## 18.3 Missing Data Mechanisms

Process by which some units observed, some units not observed

• Missing Completely at Random (MCAR): The probability that a data point is missing is completely unrelated (independent) of any observed and unobserved data or parameters.
• P(Y missing| X, Y) = P(Y missing)
• Missing at Random (MAR): The probability that a data point is missing is independent can be explained or modeled by other observed variables.
• P(Y missing|x, Y) = P(Y missing | X)
• Ex: Y = age, X = sex
- Pr (Y miss| X = male) = 0.2
- Pr (Y miss| X = female) = 0.3
- Males people are less likely to fill out an income survey - The missing data on income is related to gender - After accounting for gender the missing data is unrelated to income.
• Not missing at Random (NMAR): The probability that a data point is missing depends on the value of the variable in question.
• P(Y missing | X, Y) = P (Y missing|X, Y)
• Ex: Y = income, X = immigration status
• Richer person may be less willing to disclose income
• Undocumented immigrant may be less willing to disclose income Write down an example of each.
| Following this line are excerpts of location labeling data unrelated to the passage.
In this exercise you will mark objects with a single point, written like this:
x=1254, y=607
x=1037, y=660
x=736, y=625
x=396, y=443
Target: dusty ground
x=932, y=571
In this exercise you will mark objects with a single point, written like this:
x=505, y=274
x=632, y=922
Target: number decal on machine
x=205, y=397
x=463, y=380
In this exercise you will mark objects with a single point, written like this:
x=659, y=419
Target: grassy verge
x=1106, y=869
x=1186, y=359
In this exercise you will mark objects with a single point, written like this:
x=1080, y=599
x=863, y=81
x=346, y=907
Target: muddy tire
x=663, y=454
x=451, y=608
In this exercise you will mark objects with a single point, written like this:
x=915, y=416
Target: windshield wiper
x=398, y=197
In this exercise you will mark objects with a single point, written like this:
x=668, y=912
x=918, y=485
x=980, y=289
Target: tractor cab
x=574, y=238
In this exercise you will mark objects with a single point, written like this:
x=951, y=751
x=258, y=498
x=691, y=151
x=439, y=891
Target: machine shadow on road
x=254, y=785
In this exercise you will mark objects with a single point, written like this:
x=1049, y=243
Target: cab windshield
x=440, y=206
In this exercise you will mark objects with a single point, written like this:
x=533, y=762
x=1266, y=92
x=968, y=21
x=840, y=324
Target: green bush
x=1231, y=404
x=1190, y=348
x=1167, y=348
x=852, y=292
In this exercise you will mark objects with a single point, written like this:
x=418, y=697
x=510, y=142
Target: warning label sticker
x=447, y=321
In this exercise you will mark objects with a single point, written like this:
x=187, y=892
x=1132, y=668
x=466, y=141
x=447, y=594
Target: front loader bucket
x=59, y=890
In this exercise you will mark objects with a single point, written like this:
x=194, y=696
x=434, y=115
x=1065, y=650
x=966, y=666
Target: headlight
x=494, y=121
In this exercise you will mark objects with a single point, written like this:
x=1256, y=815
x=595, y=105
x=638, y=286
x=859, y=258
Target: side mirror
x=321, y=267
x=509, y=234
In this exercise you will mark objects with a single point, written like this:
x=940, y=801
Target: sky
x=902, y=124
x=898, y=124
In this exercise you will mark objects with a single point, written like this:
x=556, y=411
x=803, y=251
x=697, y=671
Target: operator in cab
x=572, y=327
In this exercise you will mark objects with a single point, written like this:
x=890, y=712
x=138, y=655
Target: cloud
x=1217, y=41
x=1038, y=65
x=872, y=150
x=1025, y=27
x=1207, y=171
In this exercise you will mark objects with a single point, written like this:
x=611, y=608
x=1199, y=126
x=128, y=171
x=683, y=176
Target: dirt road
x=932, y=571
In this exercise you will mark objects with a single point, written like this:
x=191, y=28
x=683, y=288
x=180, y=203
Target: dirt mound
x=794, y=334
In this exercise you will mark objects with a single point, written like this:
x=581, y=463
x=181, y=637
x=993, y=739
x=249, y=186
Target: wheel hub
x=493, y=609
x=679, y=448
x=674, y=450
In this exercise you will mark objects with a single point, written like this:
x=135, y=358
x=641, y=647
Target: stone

Does it matter to inferences? Yes!

### 18.3.1 Demonstration via Simulation

What follows is just one method of approaching this problem via code. Simulation is a frequently used technique to understand the behavior of a process over time or over repeated samples.

#### 18.3.1.1 MCAR

1. Draw a random sample of size 100 from a standard Normal distribution (Z) and calculate the mean.
set.seed(456) # setting a seed ensures the same numbers will be drawn each time
z <- rnorm(100)
mean.z <- mean(z)
mean.z
##  0.1205748
1. Delete data at a rate of $$p$$ and calculate the complete case (available) mean.
• Sample 100 random Bernoulli (0/1) variables with probability $$p$$.
x <- rbinom(100, 1, p=.5)
• Find out which elements are are 1’s
delete.these <- which(x==1)
• Set those elements in z to NA.
z[delete.these] <- NA
• Calculate the complete case mean
mean(z, na.rm=TRUE)
##  0.1377305
2. Calculate the bias as the sample mean minus the true mean ($$E(\hat\theta) - \theta$$).
mean(z, na.rm=TRUE) - mean.z
##  0.01715565

How does the bias change as a function of the proportion of missing? Let $$p$$ range from 0% to 99% and plot the bias as a function of $$p$$.
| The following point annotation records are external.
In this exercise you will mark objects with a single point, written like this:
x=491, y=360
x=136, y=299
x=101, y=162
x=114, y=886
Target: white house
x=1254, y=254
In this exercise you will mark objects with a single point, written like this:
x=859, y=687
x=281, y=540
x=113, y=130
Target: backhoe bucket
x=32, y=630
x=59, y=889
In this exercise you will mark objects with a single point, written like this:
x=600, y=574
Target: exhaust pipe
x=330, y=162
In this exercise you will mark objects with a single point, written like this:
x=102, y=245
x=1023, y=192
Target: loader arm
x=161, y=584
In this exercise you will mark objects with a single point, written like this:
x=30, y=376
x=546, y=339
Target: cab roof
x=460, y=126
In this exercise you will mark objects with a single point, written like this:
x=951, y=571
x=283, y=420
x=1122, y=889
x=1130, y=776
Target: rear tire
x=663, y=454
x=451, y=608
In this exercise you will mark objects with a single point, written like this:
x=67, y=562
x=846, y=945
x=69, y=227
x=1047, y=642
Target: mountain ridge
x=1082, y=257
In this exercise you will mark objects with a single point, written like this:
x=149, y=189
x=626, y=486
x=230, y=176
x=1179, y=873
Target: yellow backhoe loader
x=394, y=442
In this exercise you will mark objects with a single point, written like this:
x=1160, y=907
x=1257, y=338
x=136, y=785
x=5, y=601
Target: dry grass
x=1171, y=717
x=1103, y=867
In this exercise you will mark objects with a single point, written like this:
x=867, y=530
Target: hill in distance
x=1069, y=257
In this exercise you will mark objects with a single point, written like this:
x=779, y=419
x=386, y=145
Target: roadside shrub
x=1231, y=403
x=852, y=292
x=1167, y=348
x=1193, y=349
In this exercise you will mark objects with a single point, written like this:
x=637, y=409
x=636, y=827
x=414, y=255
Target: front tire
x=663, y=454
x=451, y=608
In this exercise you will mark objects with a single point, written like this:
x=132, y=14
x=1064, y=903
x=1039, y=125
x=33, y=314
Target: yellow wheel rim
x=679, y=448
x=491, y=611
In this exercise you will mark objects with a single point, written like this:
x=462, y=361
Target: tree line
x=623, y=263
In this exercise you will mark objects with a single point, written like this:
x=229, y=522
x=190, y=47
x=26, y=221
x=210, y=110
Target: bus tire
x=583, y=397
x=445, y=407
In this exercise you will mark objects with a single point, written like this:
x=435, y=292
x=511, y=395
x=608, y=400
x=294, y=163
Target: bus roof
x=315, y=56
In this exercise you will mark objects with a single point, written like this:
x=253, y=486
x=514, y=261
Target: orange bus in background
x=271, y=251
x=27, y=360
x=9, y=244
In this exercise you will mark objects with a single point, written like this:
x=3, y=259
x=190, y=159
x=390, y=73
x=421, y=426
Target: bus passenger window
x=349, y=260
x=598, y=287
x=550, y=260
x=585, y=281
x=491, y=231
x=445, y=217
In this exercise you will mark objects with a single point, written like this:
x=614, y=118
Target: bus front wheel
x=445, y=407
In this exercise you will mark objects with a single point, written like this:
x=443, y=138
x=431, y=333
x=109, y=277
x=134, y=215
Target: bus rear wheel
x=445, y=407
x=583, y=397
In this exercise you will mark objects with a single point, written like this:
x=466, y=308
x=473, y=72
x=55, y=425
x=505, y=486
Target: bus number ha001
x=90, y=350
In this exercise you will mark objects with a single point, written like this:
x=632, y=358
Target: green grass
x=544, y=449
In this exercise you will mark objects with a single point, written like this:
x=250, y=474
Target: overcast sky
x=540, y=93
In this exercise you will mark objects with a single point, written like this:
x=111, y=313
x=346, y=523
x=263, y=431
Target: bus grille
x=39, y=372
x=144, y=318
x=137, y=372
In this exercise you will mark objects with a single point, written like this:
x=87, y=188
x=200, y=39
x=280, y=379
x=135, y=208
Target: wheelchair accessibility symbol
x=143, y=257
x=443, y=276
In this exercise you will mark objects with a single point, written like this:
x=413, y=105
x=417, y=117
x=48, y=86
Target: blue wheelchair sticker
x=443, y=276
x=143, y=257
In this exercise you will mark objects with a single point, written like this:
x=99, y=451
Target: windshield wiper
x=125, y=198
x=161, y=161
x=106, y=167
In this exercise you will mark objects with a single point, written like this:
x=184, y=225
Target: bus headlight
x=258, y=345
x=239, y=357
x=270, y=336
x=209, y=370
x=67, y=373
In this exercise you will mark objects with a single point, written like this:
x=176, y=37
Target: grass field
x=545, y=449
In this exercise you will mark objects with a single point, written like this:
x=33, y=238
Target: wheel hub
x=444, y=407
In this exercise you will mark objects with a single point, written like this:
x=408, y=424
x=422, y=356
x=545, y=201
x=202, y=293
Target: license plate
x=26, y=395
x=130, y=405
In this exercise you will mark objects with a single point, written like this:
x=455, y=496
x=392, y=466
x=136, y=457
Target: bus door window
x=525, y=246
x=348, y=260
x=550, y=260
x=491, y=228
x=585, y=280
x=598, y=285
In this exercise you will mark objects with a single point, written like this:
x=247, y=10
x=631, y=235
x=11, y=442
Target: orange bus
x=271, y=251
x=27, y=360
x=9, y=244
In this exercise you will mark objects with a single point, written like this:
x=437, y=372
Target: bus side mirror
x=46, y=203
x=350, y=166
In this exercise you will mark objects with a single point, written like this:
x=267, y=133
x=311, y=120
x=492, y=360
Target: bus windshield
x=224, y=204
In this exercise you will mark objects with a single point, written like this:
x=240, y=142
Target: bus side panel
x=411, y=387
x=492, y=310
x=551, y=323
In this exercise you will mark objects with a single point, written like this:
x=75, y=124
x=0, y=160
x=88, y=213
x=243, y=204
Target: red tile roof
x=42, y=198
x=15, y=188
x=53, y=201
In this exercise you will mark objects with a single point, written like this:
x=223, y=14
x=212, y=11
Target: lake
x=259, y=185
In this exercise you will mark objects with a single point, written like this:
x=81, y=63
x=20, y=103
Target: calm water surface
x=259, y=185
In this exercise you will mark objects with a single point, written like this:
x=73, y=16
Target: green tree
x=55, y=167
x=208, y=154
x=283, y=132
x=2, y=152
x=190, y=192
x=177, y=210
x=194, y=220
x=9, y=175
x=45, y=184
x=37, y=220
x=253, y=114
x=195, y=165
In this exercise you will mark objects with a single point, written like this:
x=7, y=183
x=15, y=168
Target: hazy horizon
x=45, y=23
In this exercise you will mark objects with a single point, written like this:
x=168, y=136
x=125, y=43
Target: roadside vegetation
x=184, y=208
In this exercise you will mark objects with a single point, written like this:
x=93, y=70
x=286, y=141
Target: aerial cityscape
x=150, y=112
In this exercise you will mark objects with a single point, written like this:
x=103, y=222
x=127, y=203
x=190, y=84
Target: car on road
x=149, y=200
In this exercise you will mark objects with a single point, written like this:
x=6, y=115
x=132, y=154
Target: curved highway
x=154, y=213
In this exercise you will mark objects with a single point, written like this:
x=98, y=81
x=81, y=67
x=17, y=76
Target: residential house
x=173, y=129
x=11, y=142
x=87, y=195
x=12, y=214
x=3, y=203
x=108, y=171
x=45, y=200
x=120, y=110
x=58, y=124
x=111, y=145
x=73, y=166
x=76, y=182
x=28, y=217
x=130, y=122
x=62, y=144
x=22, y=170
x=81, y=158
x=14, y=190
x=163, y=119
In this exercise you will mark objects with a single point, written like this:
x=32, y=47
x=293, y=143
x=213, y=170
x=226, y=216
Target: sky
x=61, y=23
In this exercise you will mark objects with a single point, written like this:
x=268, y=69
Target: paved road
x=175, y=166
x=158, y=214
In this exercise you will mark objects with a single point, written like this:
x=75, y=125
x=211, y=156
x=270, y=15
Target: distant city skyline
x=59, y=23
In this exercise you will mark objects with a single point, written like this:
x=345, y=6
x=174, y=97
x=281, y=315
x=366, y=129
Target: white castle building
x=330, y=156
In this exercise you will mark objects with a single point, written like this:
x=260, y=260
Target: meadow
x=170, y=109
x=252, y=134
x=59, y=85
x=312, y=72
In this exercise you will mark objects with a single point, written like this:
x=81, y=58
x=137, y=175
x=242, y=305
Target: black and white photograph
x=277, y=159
calc.bias <- function(p){ # create a function to handle the repeated calculations
mean(ifelse(rbinom(100, 1, p)==1, NA, z), na.rm=TRUE) - mean.z
}

p <- seq(0,.99,by=.01)

plot(c(0,1), c(-1, 1), type="n", ylab="Bias", xlab="Proportion of missing")
points(p, sapply(p, calc.bias), pch=16)
abline(h=0, lty=2, col="blue")  What is the behavior of the bias as $$p$$ increases? Look specifically at the position/location of the bias, and the variance/variability of the bias.

#### 18.3.1.3 NMAR: Pure Censoring

Consider a hypothetical blood test to measure a hormone that is normally distributed in the blood with mean 10$$\mu g$$ and variance 1. However the test to detect the compound only can detect levels above 10.

z <- rnorm(100, 10, 1)
y <- z
y[y<10] <- NA
mean(z) - mean(y, na.rm=TRUE)
##  -0.6850601

Did the complete case estimate over- or under-estimate the true mean?

When the data is not missing at random, the bias can be much greater.
Usually you don’t know the missing data mechanism.

Degrees of difficulty

• MCAR: is easiest to deal with.
• MAR: we can live with it.
• NMAR: most difficult to handle.

Evidence?

What can we learn from evidence in the data set at hand?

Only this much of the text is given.